In-Depth Guide to Data Commercialization in 2024

This comprehensive guide examines the emerging practice of data commercialization – how savvy companies are turning their data into new revenue streams and strategic assets. With the exponential growth of data from IoT, AI, blockchain and other technologies, organizations have unprecedented opportunities to monetize and capitalize on their data. Read on for an in-depth exploration of the components, strategies, challenges and best practices around successful data commercialization in the year ahead.

What is Data Commercialization and Why Now?

Data commercialization involves taking data generated through business operations and identifying ways to profit from it. This could mean directly selling data or using data to develop new products and services.

According to Forrester, 47% of firms are already dabbling in data commercialization.
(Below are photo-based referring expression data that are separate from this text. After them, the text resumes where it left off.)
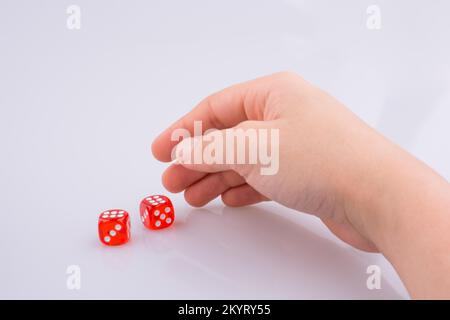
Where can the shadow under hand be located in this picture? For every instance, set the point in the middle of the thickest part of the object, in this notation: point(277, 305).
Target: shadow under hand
point(253, 253)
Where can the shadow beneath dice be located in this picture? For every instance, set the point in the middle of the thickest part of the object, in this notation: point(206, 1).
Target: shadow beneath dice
point(253, 253)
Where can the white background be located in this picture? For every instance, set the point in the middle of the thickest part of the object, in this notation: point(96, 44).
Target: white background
point(79, 109)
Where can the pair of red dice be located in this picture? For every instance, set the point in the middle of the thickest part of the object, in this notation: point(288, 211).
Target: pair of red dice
point(114, 225)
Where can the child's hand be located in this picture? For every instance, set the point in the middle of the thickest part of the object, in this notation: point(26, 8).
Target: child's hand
point(331, 164)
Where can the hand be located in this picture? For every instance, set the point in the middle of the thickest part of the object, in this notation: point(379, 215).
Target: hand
point(331, 164)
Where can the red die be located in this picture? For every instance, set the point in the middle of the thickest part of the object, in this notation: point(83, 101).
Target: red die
point(157, 212)
point(114, 227)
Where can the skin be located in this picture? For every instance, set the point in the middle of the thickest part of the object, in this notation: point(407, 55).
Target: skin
point(368, 191)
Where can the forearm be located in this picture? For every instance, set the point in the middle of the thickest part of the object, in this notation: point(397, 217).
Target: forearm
point(406, 213)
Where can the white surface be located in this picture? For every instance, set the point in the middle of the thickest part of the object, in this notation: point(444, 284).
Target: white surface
point(79, 109)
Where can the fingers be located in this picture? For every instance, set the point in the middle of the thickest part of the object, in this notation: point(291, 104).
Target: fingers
point(225, 109)
point(243, 195)
point(211, 186)
point(177, 178)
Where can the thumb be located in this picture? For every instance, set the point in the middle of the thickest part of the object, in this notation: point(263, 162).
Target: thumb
point(236, 148)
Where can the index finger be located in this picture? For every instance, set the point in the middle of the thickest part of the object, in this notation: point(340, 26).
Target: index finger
point(224, 109)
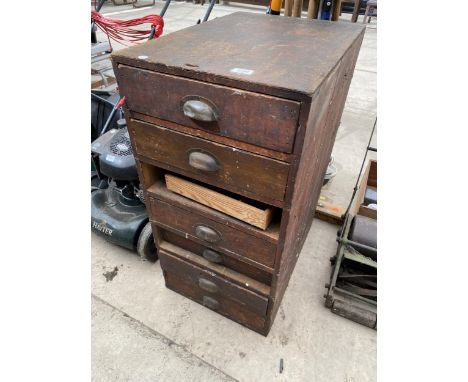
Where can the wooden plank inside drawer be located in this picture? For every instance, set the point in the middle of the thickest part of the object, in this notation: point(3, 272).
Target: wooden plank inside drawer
point(212, 233)
point(254, 118)
point(159, 191)
point(209, 284)
point(248, 174)
point(255, 215)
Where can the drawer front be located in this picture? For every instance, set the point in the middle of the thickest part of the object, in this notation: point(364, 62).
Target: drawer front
point(248, 174)
point(216, 257)
point(211, 233)
point(214, 292)
point(258, 119)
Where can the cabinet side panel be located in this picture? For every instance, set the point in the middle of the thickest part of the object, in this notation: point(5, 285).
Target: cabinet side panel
point(324, 118)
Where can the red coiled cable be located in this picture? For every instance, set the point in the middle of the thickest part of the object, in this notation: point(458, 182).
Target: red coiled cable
point(121, 30)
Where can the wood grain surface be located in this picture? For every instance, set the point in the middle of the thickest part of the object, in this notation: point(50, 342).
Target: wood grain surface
point(233, 207)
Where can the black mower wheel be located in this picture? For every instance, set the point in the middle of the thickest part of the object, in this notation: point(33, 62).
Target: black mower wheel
point(145, 246)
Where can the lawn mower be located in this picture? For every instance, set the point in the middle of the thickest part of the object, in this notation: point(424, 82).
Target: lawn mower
point(118, 211)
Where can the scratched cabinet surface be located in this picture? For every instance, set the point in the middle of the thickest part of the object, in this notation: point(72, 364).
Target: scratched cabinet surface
point(245, 107)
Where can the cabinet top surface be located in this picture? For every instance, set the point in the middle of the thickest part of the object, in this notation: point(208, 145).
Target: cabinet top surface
point(271, 52)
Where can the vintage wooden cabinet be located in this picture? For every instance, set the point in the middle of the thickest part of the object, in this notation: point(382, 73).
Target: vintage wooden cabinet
point(247, 107)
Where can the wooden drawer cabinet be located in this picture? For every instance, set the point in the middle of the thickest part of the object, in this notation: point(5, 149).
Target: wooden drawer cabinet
point(252, 116)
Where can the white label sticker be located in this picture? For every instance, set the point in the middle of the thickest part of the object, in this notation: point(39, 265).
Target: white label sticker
point(247, 72)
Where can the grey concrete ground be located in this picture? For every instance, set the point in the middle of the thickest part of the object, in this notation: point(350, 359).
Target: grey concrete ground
point(142, 331)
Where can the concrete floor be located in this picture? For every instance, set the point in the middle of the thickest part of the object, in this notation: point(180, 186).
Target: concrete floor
point(142, 331)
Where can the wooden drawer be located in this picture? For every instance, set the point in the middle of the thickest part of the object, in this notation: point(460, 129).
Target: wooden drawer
point(261, 178)
point(254, 118)
point(215, 257)
point(212, 233)
point(214, 292)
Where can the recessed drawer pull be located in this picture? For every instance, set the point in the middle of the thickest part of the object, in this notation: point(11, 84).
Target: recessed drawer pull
point(206, 233)
point(207, 285)
point(199, 108)
point(210, 302)
point(212, 256)
point(203, 161)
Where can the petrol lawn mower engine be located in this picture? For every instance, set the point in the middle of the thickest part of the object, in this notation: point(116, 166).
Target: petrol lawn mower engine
point(118, 211)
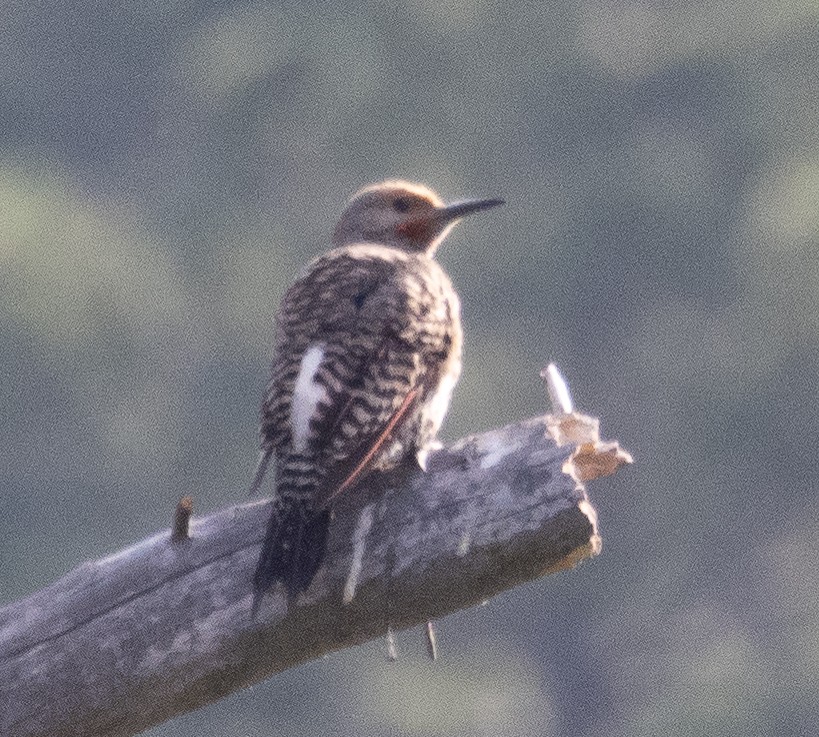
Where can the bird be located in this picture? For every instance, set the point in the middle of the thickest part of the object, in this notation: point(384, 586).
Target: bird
point(367, 352)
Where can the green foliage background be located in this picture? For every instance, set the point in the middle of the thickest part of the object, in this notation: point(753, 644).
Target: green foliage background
point(165, 169)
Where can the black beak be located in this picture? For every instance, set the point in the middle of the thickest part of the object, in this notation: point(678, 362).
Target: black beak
point(457, 210)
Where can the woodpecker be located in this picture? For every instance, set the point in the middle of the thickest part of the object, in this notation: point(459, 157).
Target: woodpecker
point(367, 353)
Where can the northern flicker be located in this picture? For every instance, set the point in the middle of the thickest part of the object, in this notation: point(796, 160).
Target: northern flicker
point(367, 352)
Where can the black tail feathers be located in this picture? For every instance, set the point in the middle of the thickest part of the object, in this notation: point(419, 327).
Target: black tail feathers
point(293, 548)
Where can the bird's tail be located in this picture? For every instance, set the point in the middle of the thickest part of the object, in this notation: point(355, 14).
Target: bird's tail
point(293, 548)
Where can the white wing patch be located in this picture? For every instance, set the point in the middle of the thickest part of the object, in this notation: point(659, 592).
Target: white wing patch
point(306, 396)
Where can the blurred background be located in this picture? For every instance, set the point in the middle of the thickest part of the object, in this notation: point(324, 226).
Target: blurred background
point(166, 169)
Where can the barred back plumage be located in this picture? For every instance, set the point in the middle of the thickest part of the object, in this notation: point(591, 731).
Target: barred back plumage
point(367, 352)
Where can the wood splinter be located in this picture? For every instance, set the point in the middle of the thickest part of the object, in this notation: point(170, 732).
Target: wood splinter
point(181, 520)
point(592, 458)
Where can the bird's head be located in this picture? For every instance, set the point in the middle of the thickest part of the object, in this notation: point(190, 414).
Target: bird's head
point(406, 216)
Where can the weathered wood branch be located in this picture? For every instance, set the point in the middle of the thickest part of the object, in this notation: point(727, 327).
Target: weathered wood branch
point(163, 627)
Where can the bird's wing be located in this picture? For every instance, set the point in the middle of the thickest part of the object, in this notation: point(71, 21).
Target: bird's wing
point(345, 376)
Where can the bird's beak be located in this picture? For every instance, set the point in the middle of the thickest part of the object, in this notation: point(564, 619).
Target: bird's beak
point(457, 210)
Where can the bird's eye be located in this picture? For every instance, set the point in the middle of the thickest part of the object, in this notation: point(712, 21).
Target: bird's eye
point(401, 204)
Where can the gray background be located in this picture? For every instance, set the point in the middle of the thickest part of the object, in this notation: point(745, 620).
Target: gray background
point(165, 170)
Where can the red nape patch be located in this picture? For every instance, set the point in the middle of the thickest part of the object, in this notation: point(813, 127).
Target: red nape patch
point(417, 229)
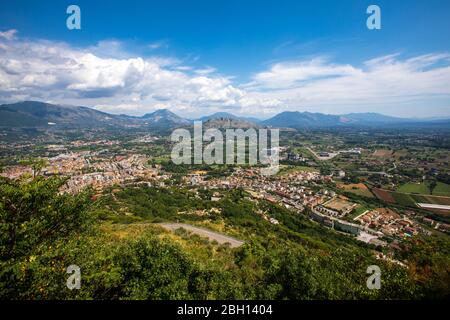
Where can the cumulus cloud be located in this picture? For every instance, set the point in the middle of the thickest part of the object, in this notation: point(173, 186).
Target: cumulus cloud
point(388, 82)
point(9, 34)
point(106, 76)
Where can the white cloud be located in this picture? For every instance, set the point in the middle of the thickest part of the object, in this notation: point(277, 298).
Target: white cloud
point(387, 82)
point(9, 34)
point(107, 76)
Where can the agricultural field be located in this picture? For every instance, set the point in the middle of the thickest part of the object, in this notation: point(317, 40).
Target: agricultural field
point(359, 189)
point(441, 189)
point(409, 199)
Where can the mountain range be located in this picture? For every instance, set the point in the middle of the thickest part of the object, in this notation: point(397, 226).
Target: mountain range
point(40, 114)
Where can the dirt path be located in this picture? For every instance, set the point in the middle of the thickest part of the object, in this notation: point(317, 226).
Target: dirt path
point(211, 235)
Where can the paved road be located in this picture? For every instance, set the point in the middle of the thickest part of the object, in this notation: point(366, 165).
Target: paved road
point(211, 235)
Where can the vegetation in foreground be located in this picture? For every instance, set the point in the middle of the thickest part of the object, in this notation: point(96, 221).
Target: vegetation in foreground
point(43, 232)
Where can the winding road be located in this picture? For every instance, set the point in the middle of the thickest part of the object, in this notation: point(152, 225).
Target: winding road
point(211, 235)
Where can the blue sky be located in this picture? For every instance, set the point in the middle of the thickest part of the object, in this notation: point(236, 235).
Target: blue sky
point(246, 57)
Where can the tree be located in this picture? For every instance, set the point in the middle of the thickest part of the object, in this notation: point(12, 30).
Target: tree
point(34, 212)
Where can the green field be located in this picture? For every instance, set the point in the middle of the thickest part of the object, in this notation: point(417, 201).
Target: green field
point(441, 189)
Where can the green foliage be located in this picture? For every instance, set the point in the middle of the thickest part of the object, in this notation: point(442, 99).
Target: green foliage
point(43, 232)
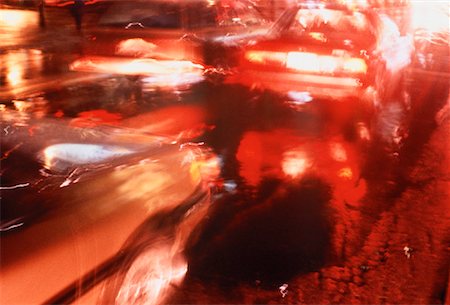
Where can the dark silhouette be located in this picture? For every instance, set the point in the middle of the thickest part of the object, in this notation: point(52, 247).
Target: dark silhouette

However, even more companies are expected to embrace data commercialization in 2024 as enabling technologies mature and data‘s value becomes apparent. The global big data market alone is projected to grow to over $234 billion by 2027 according to Valuates Reports. Clearly, data is becoming essential to competitive advantage. Organizations that successfully commercialize their data will reap significant rewards.

The Explosion of Data Volume and Sources

The universe of potentially monetizable data is rapidly expanding. By 2025, the global datasphere is expected to grow to 175 zettabytes according to IDC. Data is being generated from several key sources:

  • Internet of Things (IoT) data – With over 30 billion connected IoT devices predicted by 2025, IoT data represents a tidal wave of opportunity. IoT allows collection of rich telemetry data from equipment, products and environments that can reveal insights.
  • Customer data – Customer transactions, engagement, demographics, preferences and other data are prime targets for commercialization. Customer data can uncover needs and inform highly personalized offerings.
  • Internal business data – Operational, sales, financial and other internal data can help optimize business performance. This data can also be packaged into valuable analytics offerings.
  • Public/syndicated data – Combining internal data with purchased third-party data sets enables even deeper insights. For example, blending a company‘s sales data with syndicated demographic data may reveal growth opportunities.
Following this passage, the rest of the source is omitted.